C’est après Lyon que l’enchantement a commencé avec le Vercors, puis les gorges du Verdon, Dignes, Castellane. Tout au début de la sinueuse descente qui mène de Barême à Castellane, la fourgonnette d’un boulanger nous doubla intempestivement et, dit ma mère, si c’était pour rouler comme un limaçon, il pouvait bien rester derrière. Une dizaine de virages plus loin, nous aurions bien embrassé le bon samaritain qui nous « faisait la route » ! Est-ce une coutume en montagne ? il y a trois ans en Ardèche une camionnette m’a rendu le même service.
Et nous avons continué, souvent au pas rythmé du son des cloches des moutons en  transhumance.. Je me souviens d’un nectar d’abricot à l’ombre des arcades à Sisteron et enfin de l’arrivée. La première vue de la mer, quand la route se fait bifide et la surplombe et qu’elle paraît entre une parenthèse de pins parasols, métallique et bleue, d’un bleu qui fait pâlir le ciel, d’un bleu qui absorbe le soleil… elle est là, on ne la touche pas encore… elle est là, en bas, elle nous attend.
Elle nous attend ourlée de la vaste pinède où l’on accède par un chemin de sable qui fend en deux un champ de hauts roseaux. Ne cherchez pas ce chemin, ne cherchez pas la pinède ; voici trois ans, une amie que j’accompagnais a tenu absolument à m’y conduire. Oh certes, La Favière existe toujours près du Lavandou, mais plus de chemin entre les roseaux, plus de pinède en bord de mer ; juste des rues des immeubles, du béton…
Retournons à ce mois de juin du début des années 60 et retrouvons les cigales, la senteur des pins et cet endroit sauvage où nous allions planter notre tente pour deux trop courtes semaines. Car la descente avait pris quatre jours et nous comptions bien ne pas nous presser plus au retour.

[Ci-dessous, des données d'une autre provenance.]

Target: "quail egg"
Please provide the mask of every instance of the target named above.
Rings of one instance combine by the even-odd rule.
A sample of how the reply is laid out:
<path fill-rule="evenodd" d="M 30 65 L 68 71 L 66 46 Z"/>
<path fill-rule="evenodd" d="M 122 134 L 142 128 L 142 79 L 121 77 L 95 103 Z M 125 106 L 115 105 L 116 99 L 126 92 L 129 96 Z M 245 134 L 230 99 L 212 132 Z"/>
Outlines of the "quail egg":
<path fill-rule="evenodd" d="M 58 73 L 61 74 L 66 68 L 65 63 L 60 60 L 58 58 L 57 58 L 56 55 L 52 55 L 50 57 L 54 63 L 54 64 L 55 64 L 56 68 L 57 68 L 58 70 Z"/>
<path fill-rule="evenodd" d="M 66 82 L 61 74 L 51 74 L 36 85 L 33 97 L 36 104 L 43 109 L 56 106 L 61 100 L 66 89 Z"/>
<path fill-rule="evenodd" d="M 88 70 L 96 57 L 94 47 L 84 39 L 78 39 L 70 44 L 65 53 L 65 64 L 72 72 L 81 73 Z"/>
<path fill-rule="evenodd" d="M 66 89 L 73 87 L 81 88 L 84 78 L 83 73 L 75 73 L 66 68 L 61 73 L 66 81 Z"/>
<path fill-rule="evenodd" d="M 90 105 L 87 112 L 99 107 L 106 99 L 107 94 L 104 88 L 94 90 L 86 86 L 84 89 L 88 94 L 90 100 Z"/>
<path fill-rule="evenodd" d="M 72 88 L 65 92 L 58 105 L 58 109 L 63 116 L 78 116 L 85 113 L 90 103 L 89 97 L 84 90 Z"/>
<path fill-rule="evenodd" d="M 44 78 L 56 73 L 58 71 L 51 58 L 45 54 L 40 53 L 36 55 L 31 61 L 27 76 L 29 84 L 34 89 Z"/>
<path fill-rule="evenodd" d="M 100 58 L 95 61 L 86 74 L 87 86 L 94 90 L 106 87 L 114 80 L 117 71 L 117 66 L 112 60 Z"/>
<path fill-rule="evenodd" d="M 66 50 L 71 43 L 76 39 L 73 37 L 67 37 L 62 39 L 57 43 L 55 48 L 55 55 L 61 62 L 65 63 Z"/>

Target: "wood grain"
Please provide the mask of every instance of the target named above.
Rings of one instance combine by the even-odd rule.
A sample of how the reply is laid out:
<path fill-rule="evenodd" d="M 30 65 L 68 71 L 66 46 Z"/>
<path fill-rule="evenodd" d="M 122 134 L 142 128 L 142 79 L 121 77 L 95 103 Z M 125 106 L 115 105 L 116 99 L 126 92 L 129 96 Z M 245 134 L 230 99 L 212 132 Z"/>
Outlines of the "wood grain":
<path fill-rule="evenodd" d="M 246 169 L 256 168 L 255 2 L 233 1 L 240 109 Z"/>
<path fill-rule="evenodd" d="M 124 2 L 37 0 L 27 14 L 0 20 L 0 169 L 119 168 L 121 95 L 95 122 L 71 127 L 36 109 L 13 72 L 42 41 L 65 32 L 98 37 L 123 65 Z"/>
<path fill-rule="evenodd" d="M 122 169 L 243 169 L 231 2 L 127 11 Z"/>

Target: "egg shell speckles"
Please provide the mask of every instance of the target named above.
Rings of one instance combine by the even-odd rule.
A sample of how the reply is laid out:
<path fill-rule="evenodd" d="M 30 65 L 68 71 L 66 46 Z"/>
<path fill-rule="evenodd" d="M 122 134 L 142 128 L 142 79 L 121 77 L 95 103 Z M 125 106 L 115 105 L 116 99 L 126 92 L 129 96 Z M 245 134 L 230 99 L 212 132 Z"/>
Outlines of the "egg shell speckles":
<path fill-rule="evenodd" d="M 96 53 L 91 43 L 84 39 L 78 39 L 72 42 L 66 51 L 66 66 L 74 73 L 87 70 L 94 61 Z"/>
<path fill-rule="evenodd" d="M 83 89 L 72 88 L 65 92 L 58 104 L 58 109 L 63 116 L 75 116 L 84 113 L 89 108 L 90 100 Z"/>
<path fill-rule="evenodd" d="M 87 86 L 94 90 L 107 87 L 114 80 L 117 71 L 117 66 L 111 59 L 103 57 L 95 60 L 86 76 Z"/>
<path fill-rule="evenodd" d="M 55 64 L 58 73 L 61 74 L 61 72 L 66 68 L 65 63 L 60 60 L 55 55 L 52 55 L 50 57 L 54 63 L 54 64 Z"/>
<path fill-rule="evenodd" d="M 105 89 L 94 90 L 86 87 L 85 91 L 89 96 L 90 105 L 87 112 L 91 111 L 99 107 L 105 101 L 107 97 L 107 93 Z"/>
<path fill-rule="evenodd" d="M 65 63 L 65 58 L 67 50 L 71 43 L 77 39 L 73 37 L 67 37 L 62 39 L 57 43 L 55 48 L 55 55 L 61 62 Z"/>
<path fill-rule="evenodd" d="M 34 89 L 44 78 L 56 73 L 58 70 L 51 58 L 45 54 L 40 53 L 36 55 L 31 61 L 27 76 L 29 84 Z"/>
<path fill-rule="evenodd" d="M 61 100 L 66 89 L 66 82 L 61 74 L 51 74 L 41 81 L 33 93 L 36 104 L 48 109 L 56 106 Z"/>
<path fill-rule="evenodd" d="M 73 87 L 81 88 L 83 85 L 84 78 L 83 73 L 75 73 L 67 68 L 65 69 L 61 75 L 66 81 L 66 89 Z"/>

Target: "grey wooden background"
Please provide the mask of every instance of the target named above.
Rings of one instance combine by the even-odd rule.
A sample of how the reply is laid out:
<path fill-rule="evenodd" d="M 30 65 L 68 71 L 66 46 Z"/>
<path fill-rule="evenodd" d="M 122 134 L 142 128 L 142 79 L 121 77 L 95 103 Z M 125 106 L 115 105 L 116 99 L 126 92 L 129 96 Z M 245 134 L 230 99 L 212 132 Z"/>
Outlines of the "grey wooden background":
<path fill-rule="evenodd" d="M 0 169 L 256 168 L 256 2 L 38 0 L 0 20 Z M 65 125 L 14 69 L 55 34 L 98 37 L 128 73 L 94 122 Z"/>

Une famille Mouton régnait sur ce lieu magique au temps où ma mère adolescente l’avait découvert et y régnait encore offrant à ses hôtes un confort discret qui leur laissait l’illusion de l’aventure. Pour nous aider à planter la canadienne et à décharger notre carrosse, l’aide ne manquait pas. J’avais quinze ans , ma mère pas encore la quarantaine et le méridional est galant. C’est après avoir sorti nos valises, la tente, ses piquets, quelques provisions et divers achats souvenirs de notre périple que le jeune Mouton commis à notre service se mit à inspecter l’intérieur et les abords de notre carrosse d’un air perplexe. Il cherchait le cric et la roue de secours qu’il ne retrouvait pas. Il aurait eu d’ailleurs bien du mal à le faire puisque c’était là le matériel superflu que ma mère avait remisé à la cave au matin de notre départ.